December 23, 2011

Allstate Ins. Co. v Jackson (2011 NY Slip Op 52392(U))

Headnote

The case involved a dispute between Allstate Insurance Company and Alicia A. Jackson in regards to a default judgment entered against her in a negligence case. Allstate claimed that Jackson and Kevin D. Hudson were responsible for injuries sustained by their insured individuals due to a car accident. After a default judgment was entered against Hudson for failure to appear or answer, and against Jackson for failure to appear at trial, Jackson moved to vacate the default judgment against her, asserting that she was not driving the car at the time of the accident. The main issue decided by the court was whether Jackson had a reasonable excuse for her default and whether she had a meritorious defense to the action. The court determined that Jackson failed to offer any evidence to rebut the presumption that Hudson drove the vehicle with her consent, and her assertion that she was not driving the vehicle did not constitute a meritorious defense to the action. Therefore, the court reversed the order and denied Jackson's motion to vacate the default judgment entered against her.
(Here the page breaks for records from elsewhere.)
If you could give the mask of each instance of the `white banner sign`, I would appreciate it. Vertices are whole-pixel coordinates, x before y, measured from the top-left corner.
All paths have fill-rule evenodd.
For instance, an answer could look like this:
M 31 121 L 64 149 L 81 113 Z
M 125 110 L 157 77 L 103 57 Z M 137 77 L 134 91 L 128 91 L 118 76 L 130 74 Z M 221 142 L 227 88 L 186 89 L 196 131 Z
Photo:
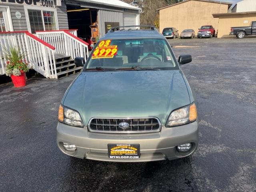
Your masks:
M 12 3 L 19 5 L 33 5 L 55 8 L 54 0 L 0 0 L 2 3 Z

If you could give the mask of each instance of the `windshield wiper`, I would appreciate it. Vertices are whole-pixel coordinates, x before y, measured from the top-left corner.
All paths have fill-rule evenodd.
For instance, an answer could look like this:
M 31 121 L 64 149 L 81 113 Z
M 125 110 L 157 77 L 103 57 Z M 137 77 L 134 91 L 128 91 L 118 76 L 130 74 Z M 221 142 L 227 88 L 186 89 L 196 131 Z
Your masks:
M 108 70 L 112 71 L 117 71 L 117 70 L 114 68 L 105 68 L 101 67 L 96 67 L 95 68 L 88 68 L 88 69 L 85 69 L 85 70 L 98 70 L 101 71 Z
M 139 67 L 138 66 L 132 66 L 131 67 L 131 69 L 135 69 L 135 70 L 143 70 L 144 69 L 146 69 L 146 70 L 159 70 L 160 69 L 158 69 L 158 68 L 152 68 L 151 67 L 148 68 L 148 67 Z

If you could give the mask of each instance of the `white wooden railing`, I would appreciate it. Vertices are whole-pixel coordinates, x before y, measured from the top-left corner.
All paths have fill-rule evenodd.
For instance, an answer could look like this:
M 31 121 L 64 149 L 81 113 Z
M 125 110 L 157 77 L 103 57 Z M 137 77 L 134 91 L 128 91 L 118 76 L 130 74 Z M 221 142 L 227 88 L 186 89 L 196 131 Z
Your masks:
M 15 46 L 26 52 L 24 59 L 34 70 L 47 78 L 57 78 L 55 48 L 27 31 L 0 32 L 0 75 L 6 72 L 4 48 Z
M 89 44 L 75 35 L 76 30 L 40 31 L 36 34 L 39 38 L 54 46 L 56 53 L 70 56 L 72 59 L 81 57 L 86 60 L 88 58 Z

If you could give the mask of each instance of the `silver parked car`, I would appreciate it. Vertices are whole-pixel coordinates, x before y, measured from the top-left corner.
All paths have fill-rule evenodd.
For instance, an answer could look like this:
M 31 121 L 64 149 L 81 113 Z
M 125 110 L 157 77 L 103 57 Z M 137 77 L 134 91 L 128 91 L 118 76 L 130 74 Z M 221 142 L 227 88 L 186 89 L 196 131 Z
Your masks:
M 111 29 L 61 101 L 57 144 L 67 155 L 117 162 L 171 160 L 196 150 L 196 102 L 166 39 L 154 27 Z M 124 29 L 120 30 L 120 29 Z
M 162 34 L 166 39 L 168 38 L 175 39 L 175 38 L 179 38 L 178 31 L 174 27 L 168 27 L 163 29 Z
M 193 29 L 185 29 L 183 30 L 180 34 L 180 38 L 194 38 L 195 35 L 195 31 Z

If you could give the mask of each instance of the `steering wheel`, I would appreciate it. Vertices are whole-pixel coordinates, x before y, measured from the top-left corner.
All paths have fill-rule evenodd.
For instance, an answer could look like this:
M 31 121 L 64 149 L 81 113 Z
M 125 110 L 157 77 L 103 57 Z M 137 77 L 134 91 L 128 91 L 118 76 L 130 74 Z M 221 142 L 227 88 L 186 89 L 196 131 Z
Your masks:
M 146 56 L 146 57 L 145 57 L 144 58 L 143 58 L 141 60 L 141 62 L 144 61 L 146 59 L 147 59 L 147 58 L 149 58 L 150 57 L 152 57 L 152 58 L 154 58 L 154 59 L 156 59 L 157 60 L 158 60 L 159 61 L 162 61 L 160 58 L 159 58 L 158 57 L 157 57 L 156 56 L 155 56 L 154 55 L 148 55 Z

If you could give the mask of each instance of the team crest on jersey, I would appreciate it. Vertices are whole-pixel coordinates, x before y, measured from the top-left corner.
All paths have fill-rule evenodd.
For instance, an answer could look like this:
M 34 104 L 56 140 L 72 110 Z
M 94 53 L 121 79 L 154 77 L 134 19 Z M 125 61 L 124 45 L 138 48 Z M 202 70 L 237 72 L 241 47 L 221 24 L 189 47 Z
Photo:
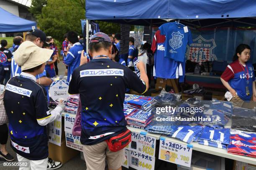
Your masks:
M 193 43 L 187 46 L 186 53 L 187 60 L 201 63 L 205 61 L 217 60 L 212 50 L 216 46 L 214 39 L 206 40 L 200 35 L 193 40 Z
M 174 50 L 179 48 L 182 45 L 182 39 L 184 35 L 179 31 L 173 32 L 172 34 L 172 38 L 169 40 L 169 44 Z

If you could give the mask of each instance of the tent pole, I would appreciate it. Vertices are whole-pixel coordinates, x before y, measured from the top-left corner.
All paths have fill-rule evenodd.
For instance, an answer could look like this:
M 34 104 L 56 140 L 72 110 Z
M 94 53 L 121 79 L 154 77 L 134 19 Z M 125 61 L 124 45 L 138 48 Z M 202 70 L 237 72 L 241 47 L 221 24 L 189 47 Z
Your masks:
M 86 52 L 89 54 L 89 20 L 86 20 Z

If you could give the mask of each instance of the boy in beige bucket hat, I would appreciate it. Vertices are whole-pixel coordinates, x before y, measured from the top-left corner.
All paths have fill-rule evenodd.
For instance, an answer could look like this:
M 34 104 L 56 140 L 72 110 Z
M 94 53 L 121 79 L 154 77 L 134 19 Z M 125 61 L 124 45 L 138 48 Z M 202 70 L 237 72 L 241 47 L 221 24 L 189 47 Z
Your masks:
M 64 107 L 61 102 L 50 111 L 44 88 L 36 82 L 35 77 L 43 72 L 53 52 L 31 42 L 23 42 L 14 56 L 22 72 L 19 76 L 12 78 L 6 86 L 4 102 L 9 120 L 10 146 L 19 162 L 29 162 L 28 169 L 47 169 L 46 125 L 54 120 Z

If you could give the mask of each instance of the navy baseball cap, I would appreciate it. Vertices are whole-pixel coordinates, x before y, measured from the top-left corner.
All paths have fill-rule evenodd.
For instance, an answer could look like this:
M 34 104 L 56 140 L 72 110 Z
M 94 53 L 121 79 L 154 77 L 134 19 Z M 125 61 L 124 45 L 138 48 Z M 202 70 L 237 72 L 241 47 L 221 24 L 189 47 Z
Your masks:
M 44 42 L 45 42 L 46 40 L 46 35 L 43 31 L 37 29 L 33 29 L 30 31 L 30 34 L 35 36 L 38 38 L 40 38 L 40 39 Z
M 89 42 L 89 44 L 93 42 L 100 42 L 105 41 L 112 43 L 111 40 L 107 34 L 103 32 L 99 32 L 94 35 Z

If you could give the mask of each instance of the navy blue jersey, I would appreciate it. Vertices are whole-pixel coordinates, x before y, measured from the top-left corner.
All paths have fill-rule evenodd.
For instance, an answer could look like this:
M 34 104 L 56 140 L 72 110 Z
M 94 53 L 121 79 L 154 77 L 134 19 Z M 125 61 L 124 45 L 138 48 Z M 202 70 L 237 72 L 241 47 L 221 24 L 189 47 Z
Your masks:
M 48 156 L 46 126 L 38 120 L 51 116 L 43 87 L 35 80 L 13 78 L 6 85 L 4 98 L 9 120 L 11 147 L 18 154 L 30 160 Z
M 217 143 L 229 145 L 230 129 L 214 129 L 208 126 L 204 128 L 200 140 L 207 140 Z
M 80 94 L 82 144 L 94 145 L 125 130 L 123 105 L 127 88 L 139 93 L 146 90 L 135 73 L 109 59 L 94 59 L 75 70 L 69 93 Z

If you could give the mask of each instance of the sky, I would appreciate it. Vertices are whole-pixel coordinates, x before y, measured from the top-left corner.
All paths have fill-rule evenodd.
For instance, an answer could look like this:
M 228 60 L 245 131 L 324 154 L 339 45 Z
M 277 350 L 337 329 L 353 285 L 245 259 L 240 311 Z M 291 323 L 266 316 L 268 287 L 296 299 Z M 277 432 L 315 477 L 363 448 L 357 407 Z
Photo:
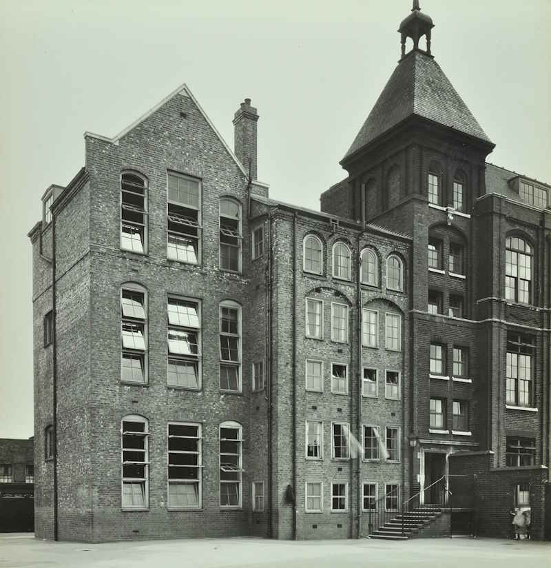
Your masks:
M 551 183 L 551 0 L 421 0 L 436 61 L 497 147 Z M 410 0 L 0 0 L 0 438 L 32 435 L 31 247 L 52 183 L 185 82 L 228 144 L 258 110 L 258 178 L 319 210 L 400 56 Z

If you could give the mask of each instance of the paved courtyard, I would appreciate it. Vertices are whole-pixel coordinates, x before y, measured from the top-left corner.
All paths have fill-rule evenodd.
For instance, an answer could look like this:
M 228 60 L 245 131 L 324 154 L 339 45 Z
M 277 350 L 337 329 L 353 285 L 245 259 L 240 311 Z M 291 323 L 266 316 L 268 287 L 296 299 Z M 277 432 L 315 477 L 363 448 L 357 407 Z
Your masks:
M 0 568 L 551 568 L 551 542 L 490 539 L 145 540 L 88 545 L 0 534 Z

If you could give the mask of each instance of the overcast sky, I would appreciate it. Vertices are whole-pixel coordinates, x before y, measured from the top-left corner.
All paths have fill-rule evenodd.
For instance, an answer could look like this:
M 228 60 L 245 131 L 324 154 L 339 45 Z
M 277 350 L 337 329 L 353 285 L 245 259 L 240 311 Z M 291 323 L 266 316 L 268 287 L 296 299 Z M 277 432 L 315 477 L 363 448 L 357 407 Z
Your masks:
M 399 58 L 410 0 L 0 0 L 0 437 L 32 434 L 31 247 L 40 198 L 185 82 L 233 146 L 258 109 L 258 177 L 319 209 Z M 433 53 L 497 144 L 551 182 L 551 0 L 422 0 Z

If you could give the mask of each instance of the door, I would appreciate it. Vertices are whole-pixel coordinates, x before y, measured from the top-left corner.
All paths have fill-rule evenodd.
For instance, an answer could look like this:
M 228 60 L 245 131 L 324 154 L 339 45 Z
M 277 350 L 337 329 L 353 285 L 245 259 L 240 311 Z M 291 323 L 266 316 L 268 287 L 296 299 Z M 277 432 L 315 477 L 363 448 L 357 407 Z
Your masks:
M 441 505 L 446 489 L 446 480 L 436 483 L 446 474 L 446 454 L 437 452 L 425 453 L 425 505 Z

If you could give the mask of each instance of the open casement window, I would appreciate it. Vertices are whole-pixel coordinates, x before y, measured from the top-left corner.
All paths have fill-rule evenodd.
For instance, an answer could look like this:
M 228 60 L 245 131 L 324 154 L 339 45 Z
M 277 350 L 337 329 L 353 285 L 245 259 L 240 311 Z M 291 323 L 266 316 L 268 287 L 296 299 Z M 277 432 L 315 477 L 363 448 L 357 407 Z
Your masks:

Reported in New York Official Reports at Allstate Ins. Co. v Jackson (2011 NY Slip Op 52392(U))

Allstate Ins. Co. v Jackson (2011 NY Slip Op 52392(U)) [*1]
Allstate Ins. Co. v Jackson
2011 NY Slip Op 52392(U) [34 Misc 3d 135(A)]
Decided on December 23, 2011
Appellate Term, Second Department
Published by New York State Law Reporting Bureau pursuant to Judiciary Law § 431.
This opinion is uncorrected and will not be published in the printed Official Reports.
Decided on December 23, 2011

SUPREME COURT OF THE STATE OF NEW YORK

APPELLATE TERM: 2nd, 11th and 13th JUDICIAL DISTRICTS


PRESENT: : STEINHARDT, J.P., PESCE and WESTON, JJ
2010-3214 Q C.
Allstate Insurance Company as Subrogee of JOON NAM KIM and KYU NAM CHAE, Appellant,

against

Alicia A. Jackson, Respondent, -and- KEVIN D. HUDSON, Defendant.

Appeal from an order of the Civil Court of the City of New York, Queens County (Jodi Orlow, J.), entered September 28, 2010. The order granted the motion of defendant Alicia A. Jackson to vacate a default judgment insofar as entered against her.

ORDERED that the order is reversed, without costs, and defendant Alicia A. Jackson’s motion to vacate the default judgment insofar as entered against her is denied.

Allstate Insurance Company, as subrogee of Joon Nam Kim and Kyu Nam Chae, brought this action against Alicia A. Jackson and Kevin D. Hudson, respectively the alleged owner and operator of a vehicle which, plaintiff claimed, was negligently operated, causing plaintiff’s subrogors to sustain serious injuries in an accident on October 17, 2006. As a result of the accident, plaintiff had to pay its subrogors for uninsured and no-fault benefits. After a default [*2]judgment was entered against defendant Hudson for failure to appear or answer, and against defendant Jackson for failure to appear at trial, Jackson moved, pro se, to vacate the default judgment insofar as entered against her. In her moving papers, Jackson asserted that she had a good defense because she “was not driving the car” at the time of the accident. The Civil Court granted Jackson’s motion.

A movant seeking to vacate a default judgment based on an excusable default is required to demonstrate both that there was a reasonable excuse for the default and that she has a meritorious defense to the action (see CPLR 5015 [a] [1]; Eugene Di Lorenzo, Inc. v A.C. Dutton Lbr. Co., 67 NY2d 138, 141 [1986]; Codoner v Bobby’s Bus Co., Inc., 85 AD3d 843 [2011]; Lane v Smith, 84 AD3d 746 [2011]; Solomon v Ramlall, 18 AD3d 461 [2005]). Vehicle and Traffic Law § 388 places responsibility for harm resulting from the operation of a motor vehicle on the owner of the vehicle. Although the Court of Appeals has interpreted the statute as creating a rebuttable presumption that the driver of the vehicle operated it with the permission of the owner (Murdza v Zimmerman, 99 NY2d 375, 379-380 [2003]), Jackson failed to offer any evidence to rebut the presumption that Hudson drove the vehicle with her consent. Jackson’s mere assertion that she was not driving the vehicle at the time of the accident did not constitute a meritorious defense to the action (Traore v Nelson, 277 AD2d 443 [2000]). In view of the foregoing, we need not reach the issue of whether Jackson offered a reasonable excuse for her default. Accordingly, the order is reversed and defendant Jackson’s motion to vacate the default judgment insofar as entered against her is denied.

Steinhardt, J.P., Pesce and Weston, JJ., concur.